What should I bring to the exam

  • No special preparations are necessary for an MRI scan (except for the MRCP exam). Eat, drink, and take medications as you normally do.
  • Please remember to bring all insurance information and ID cards.
  • Wear comfortable clothing. You may be asked to change into a hospital gown, but frequently a sweat suit or similar garment without any metal (zippers, metal buttons or snaps) is sufficient.
  • If you were instructed by your physician to obtain previous xrays and CT films, please remember to bring them with you.
  • Please leave all your valuables at home since you will not be able to wear most jewelry and watches in the scan room. These items can be affected by the magnet. Lockers are available for safe keeping, but we cannot take responsibility for lost or stolen items.
  • You will be given specific instructions, depending on the area to be examined. For example, for a head scan you may be asked to remove bridgework and non-permanent dentures.

Who may not have an MRI scan?

Most patients with joint replacements or other orthopedic hardware do not present a problem and still can be scanned, but because MRI uses powerful Magnetic Fields, some patients may be excluded from having a MRI.

If any of the following conditions exist please notify us before your exam.

  • Cardiac Pacemaker
  • Cerebral Aneurysm Clips
  • Cochlear Implants
  • Implanted Insulin or Chemotherapy Pumps
  • Implanted Neuro-Stimulator Devices
  • Pregnancy
  • Heart Valve Replacements
  • Other Prosthetic Devices
  • Metal Fragments in Eye

What are my rights as a patient?

We are committed to maintaining the rights of patients and will assure patient confidentiality, dignity, privacy and the right for you to understand and consent to the test.
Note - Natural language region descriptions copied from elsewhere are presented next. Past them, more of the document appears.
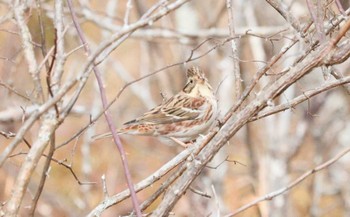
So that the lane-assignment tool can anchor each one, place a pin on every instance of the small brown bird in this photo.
(182, 117)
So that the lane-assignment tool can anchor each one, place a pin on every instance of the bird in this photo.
(182, 117)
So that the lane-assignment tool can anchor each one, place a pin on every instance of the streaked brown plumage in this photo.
(184, 116)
Can I receive copies of my MRI films and reports?

Upon your request, your films and reports are available for you to pick up. Please call us at 781-279-2213 to request copies.
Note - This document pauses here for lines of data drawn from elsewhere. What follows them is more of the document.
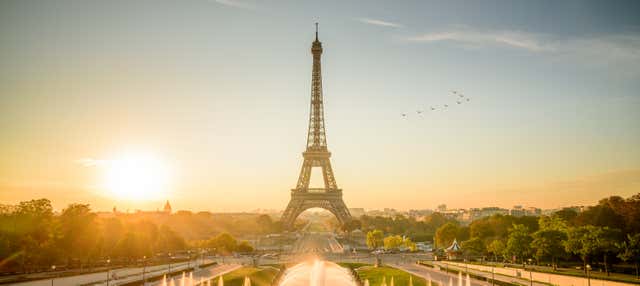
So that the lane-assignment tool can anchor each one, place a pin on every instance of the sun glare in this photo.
(137, 177)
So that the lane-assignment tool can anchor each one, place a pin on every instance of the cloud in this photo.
(236, 4)
(621, 49)
(91, 162)
(511, 39)
(379, 23)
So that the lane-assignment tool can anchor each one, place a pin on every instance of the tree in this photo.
(519, 242)
(224, 243)
(496, 248)
(375, 239)
(446, 234)
(549, 242)
(473, 247)
(79, 232)
(244, 247)
(630, 251)
(392, 242)
(583, 241)
(606, 243)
What about payment for my MRI scan?

The charges for your scan are usually covered by Medicare, Blue Cross/Blue Shield, Medicaid, various HMO's and government employee programs, as well as by commercial insurance companies. As a courtesy, staff will verify your insurance coverage and inform you of any payment responsibility. For any balance, we accept MasterCard, Visa, personal checks or cash for payment. Please note that you will be billed separately by the Radiologist for interpretations of the exam.